В понедельник Мила не пришла в школу, и после уроков Поля пошла к ней домой. Дверь открыла бабушка. Отец с ними не жил, а мать показывалась редко – устраивала свою жизнь.

– Милка! К тебе!

Поля прошла по коридору в спальню, очень похожую на ее собственную. Мила лежала на кровати, забросив ноги на стену. На стене висел провисший гобелен с бахромой. На нем была изображена лесная чаща, в центре которой стоял олень с круглой мордой и раскинувшимися над головой рогами.

– Че в школу не пришла? – спросила Поля.

– По лесу гуляю, не видишь?

Поля села на край кровати.

– А в художку пойдешь?

Окна комнаты выходили на заводские трубы. По небу порхал серый дым. Мила видела его каждый день. Если бы она захотела, могла бы представить, будто живет в большом промышленном городе.

Она не перестала ходить в школу и художку, но теперь избегала Полю. Клуб закрыли на ремонт, и дискотеки на время прекратились. Полин роман с Мишкой закончился, так и не начавшись. Она по-прежнему писала имя Кирилла в тетради, но делала это скорее механически. Как будто раньше это было магическое заклинание, а теперь просто текст.

Все в Горячем замерло, остановилось на время. Работы на заводе было мало, и бабушка перестала получать подработку – работницы завода все распределяли между собой.

– Опять щи? – морщилась Поля.

– Ну нету больше ничего, – разводила руками бабушка. – Щи вкусные, зря ты нос воротишь.
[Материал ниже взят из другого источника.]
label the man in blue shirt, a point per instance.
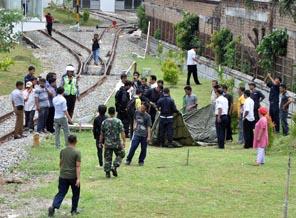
(274, 99)
(167, 108)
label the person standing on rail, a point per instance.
(29, 97)
(122, 98)
(49, 22)
(70, 85)
(96, 49)
(192, 65)
(17, 100)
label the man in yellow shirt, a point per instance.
(240, 111)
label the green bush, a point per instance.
(270, 47)
(157, 34)
(170, 72)
(219, 42)
(186, 31)
(142, 19)
(85, 16)
(159, 49)
(6, 63)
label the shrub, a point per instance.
(219, 42)
(271, 46)
(186, 31)
(159, 49)
(85, 16)
(5, 63)
(142, 19)
(157, 34)
(170, 72)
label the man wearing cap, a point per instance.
(257, 97)
(29, 98)
(70, 85)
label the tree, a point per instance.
(142, 19)
(7, 37)
(186, 32)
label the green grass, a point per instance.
(66, 17)
(177, 92)
(215, 184)
(22, 57)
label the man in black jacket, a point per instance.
(167, 108)
(97, 132)
(122, 99)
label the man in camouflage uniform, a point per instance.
(111, 130)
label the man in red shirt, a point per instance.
(49, 22)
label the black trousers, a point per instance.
(274, 112)
(71, 99)
(64, 185)
(99, 152)
(49, 28)
(29, 119)
(221, 130)
(124, 117)
(166, 130)
(229, 129)
(192, 69)
(248, 133)
(50, 120)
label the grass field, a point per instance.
(22, 57)
(215, 183)
(66, 17)
(177, 92)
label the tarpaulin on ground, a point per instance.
(194, 128)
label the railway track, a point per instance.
(9, 118)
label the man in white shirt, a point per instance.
(61, 117)
(248, 120)
(221, 111)
(191, 65)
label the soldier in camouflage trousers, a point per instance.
(111, 130)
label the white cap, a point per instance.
(70, 68)
(29, 84)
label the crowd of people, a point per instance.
(54, 104)
(252, 115)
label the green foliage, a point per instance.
(170, 71)
(142, 19)
(157, 34)
(229, 82)
(230, 54)
(219, 42)
(271, 46)
(176, 56)
(186, 31)
(8, 39)
(5, 63)
(159, 49)
(85, 16)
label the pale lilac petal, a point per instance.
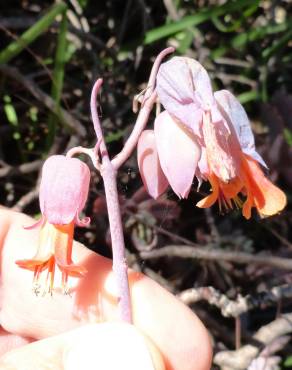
(184, 89)
(235, 114)
(178, 153)
(149, 166)
(64, 188)
(82, 222)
– Проблемы? – заглядывал в кухню отец.

– У нас одна проблема в семье, – бурчала под нос Поля.

– На че ты намекаешь?

– Ни на че.

– Я уже девять дней не пью, девять! – взмахивал пальцами в воздухе отец.
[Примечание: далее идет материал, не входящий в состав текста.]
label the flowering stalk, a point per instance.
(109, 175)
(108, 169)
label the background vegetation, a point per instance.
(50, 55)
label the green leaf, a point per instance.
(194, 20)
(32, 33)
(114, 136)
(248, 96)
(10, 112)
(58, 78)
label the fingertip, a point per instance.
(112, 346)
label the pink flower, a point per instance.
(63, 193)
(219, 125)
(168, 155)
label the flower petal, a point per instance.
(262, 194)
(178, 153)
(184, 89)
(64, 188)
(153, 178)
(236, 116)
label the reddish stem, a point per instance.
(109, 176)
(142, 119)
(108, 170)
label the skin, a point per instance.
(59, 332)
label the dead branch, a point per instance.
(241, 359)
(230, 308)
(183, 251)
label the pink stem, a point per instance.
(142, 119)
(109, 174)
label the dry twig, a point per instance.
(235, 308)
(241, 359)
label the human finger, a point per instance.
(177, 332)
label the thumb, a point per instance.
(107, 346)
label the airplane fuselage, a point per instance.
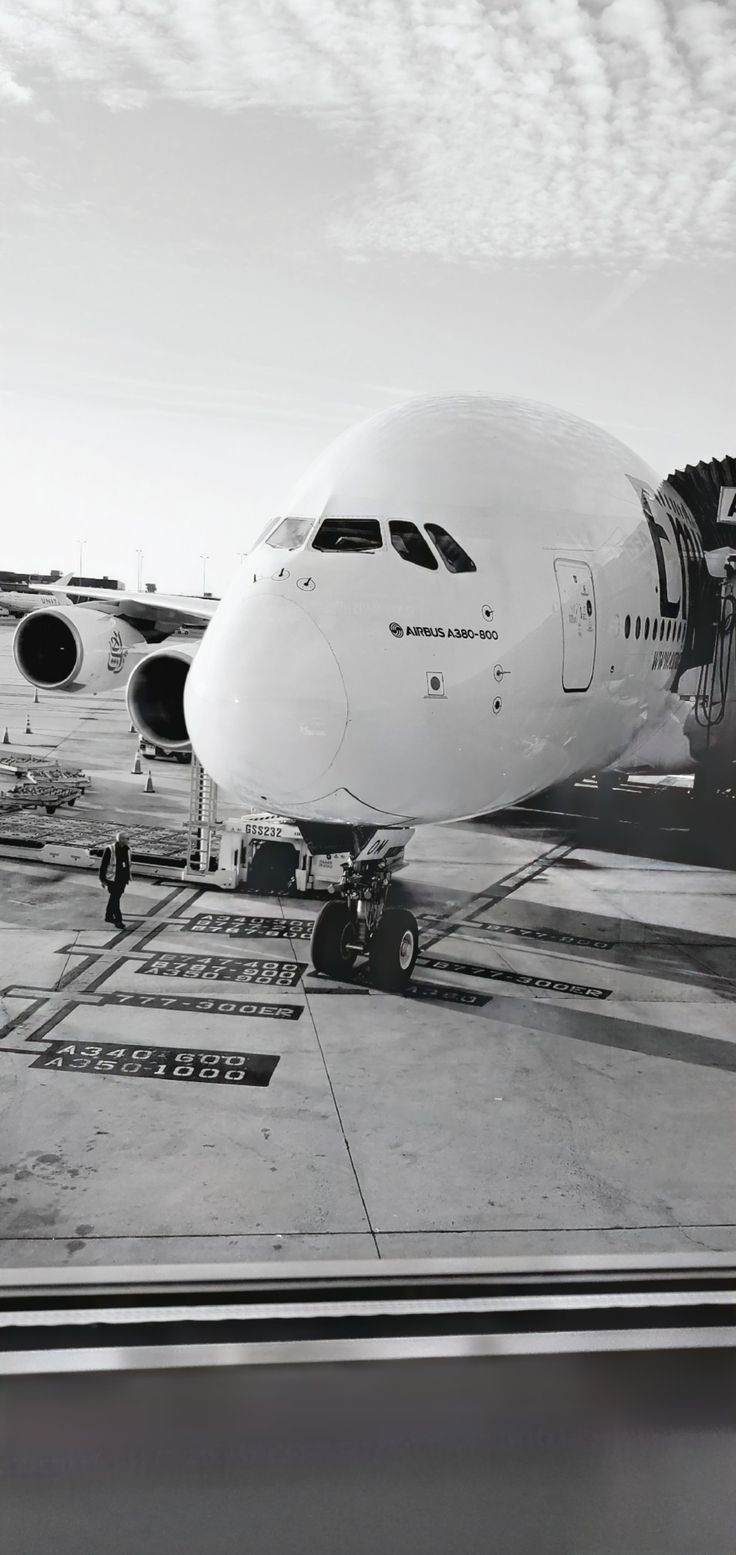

– Угу, и перегар девятидневный?

Выскочив из кухни, Поля падала на кровать в спальне и, перекатываясь с одной половины на другую, заворачивалась в тонкое покрывало, как окуклившееся насекомое. Так прошла зима.
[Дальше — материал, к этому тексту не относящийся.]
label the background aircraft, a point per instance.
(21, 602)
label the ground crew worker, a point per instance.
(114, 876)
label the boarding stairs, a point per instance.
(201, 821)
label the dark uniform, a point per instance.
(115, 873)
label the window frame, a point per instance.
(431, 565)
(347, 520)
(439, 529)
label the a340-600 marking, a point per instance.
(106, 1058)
Пасха была ранней, деревья стояли голые и мокрые. К концу строгого поста бабушка обретала особую чувствительность, становилась слабой и ласковой. Как-то Поля зашла в кухню, где бабушка смотрела телевизор. Вместо сериала про девушку из провинции, которая сначала берет на себя вину за чужое преступление, а потом встречает очарованного ее добротой и наивностью миллионера, там шел выпуск новостей. Сюжет был о пропавшей в лесу девочке. Бабушка сидела за столом, вытирая глаза вафельным полотенцем. Увидев в дверях Полю, она притянула ее к себе, чтобы обнять. Этот неожиданный порыв застал Полю врасплох, и, не устояв на ногах, она пошатнулась и неловко ударилась головой о кухонный шкаф.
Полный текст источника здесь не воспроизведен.